These amino acids interact to fold into distinct 3D structure:

  1. the primary structure of a protein is simply its linear sequence of amino acids.
  2. The secondary structure arises when backbone atoms begin to interact locally to form $\alpha$-helices (helical) and $\beta$-sheets (flat)
  3. The tertiary structure refers to a protein's 3D shape and arises due to interactions with the side-chains (also R group)
  4. Protein subunits interact (non-covalently) to form the quaternary structure.

Pictured above is Ubiquitin, a protein that contains both $\alpha$ and $\beta$ elements. As the name suggests, it is found virtually everywhere in eukaryotic organisms and performs important functions, such as signalling that a protein is ready for degradation. There are several ubiqutin-binding proteins, for example Vacuolar Protein Sorting-Associated Protein VPS23 (pictured in complex with Ubiquitin), which is involved in transporting proteins inside the cell.

Protein Design

Protein design aims to engineer or redesign proteins for improving stability, acquiring new functions, or increased binding specificity.
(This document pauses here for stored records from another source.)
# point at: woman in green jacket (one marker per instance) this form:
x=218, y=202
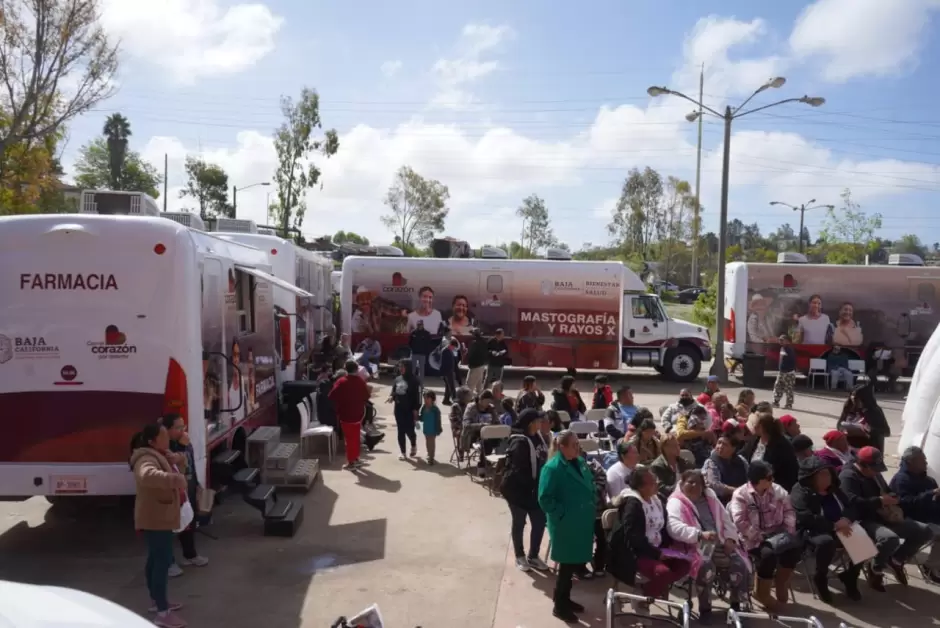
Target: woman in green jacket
x=567, y=496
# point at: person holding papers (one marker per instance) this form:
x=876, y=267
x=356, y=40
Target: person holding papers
x=823, y=515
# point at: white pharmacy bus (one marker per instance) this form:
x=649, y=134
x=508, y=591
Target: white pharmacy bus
x=106, y=323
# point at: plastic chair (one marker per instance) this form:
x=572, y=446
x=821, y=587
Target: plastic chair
x=817, y=368
x=583, y=428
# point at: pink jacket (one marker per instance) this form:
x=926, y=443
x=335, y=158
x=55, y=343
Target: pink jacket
x=757, y=515
x=683, y=526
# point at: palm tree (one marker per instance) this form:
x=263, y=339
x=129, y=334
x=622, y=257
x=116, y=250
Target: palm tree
x=117, y=129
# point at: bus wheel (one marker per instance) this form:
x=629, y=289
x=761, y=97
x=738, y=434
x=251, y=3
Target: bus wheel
x=682, y=364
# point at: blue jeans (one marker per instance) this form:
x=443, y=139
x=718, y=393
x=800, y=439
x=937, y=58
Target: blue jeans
x=159, y=559
x=537, y=523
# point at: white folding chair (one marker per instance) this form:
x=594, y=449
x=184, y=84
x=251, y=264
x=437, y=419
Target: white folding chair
x=589, y=445
x=583, y=428
x=817, y=368
x=488, y=433
x=310, y=431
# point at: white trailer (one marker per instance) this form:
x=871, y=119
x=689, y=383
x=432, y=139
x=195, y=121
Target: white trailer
x=108, y=322
x=556, y=313
x=821, y=305
x=301, y=321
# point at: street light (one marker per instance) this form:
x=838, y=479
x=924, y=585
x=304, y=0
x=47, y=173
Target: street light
x=729, y=115
x=802, y=209
x=235, y=194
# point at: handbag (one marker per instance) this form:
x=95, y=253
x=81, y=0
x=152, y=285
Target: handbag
x=186, y=516
x=780, y=542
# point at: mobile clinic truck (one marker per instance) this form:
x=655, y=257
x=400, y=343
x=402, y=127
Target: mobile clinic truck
x=821, y=305
x=593, y=315
x=921, y=416
x=106, y=323
x=301, y=321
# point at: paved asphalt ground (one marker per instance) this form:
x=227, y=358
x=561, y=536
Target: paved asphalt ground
x=425, y=543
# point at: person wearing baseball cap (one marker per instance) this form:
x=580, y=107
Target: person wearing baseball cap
x=836, y=452
x=791, y=427
x=920, y=500
x=525, y=456
x=897, y=538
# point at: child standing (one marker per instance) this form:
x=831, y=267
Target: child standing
x=431, y=423
x=786, y=373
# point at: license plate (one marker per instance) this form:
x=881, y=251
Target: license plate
x=69, y=485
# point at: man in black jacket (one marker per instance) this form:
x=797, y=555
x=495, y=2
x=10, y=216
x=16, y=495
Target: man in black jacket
x=531, y=396
x=421, y=344
x=498, y=351
x=919, y=497
x=882, y=517
x=525, y=456
x=477, y=357
x=823, y=512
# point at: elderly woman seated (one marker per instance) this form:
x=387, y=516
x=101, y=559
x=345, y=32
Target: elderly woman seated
x=693, y=434
x=697, y=519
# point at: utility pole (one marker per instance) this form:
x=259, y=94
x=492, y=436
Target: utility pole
x=698, y=182
x=802, y=209
x=166, y=168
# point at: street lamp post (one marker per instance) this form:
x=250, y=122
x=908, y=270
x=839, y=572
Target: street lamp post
x=802, y=209
x=235, y=194
x=729, y=115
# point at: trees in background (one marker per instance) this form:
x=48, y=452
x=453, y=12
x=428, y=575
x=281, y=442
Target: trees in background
x=297, y=143
x=207, y=184
x=56, y=62
x=417, y=208
x=537, y=233
x=93, y=170
x=116, y=131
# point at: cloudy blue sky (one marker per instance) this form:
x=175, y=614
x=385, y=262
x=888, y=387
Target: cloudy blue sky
x=499, y=100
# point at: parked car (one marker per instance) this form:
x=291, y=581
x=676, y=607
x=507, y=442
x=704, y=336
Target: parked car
x=690, y=295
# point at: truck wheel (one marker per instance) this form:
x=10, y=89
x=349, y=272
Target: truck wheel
x=682, y=364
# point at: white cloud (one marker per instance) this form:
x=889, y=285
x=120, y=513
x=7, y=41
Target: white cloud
x=454, y=75
x=711, y=43
x=191, y=39
x=862, y=37
x=391, y=68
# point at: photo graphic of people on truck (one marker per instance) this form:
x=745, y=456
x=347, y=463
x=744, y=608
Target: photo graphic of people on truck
x=851, y=308
x=559, y=320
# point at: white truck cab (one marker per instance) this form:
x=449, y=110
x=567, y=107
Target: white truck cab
x=675, y=348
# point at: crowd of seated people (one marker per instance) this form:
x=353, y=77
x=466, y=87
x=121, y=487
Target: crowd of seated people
x=711, y=492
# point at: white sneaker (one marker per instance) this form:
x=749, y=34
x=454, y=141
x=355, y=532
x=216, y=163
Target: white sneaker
x=197, y=561
x=538, y=563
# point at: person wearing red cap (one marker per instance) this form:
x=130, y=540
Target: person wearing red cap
x=791, y=427
x=882, y=517
x=836, y=452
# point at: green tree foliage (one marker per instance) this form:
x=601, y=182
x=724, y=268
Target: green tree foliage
x=849, y=225
x=634, y=218
x=56, y=62
x=207, y=184
x=537, y=228
x=296, y=143
x=93, y=170
x=417, y=207
x=116, y=130
x=348, y=237
x=703, y=311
For a protein with 200 residues, there exists 2^260 (20^200) possible sequences. This number is larger than the number of people alive (8^9), the number of people that ever lived (1x10^11), and the number of atoms in the universe (1x10^80). Combined. Therefore, a large portion of the protein universe is waiting to be explored that could help improve current protein-drugs, design antibodies to help us cure disease, or creating new materials.

Typically, designers are interested in:

  1. Generating 3D shapes with specific functions.
  2. Generating the sequence of amino acids that folds into the desired 3D structur.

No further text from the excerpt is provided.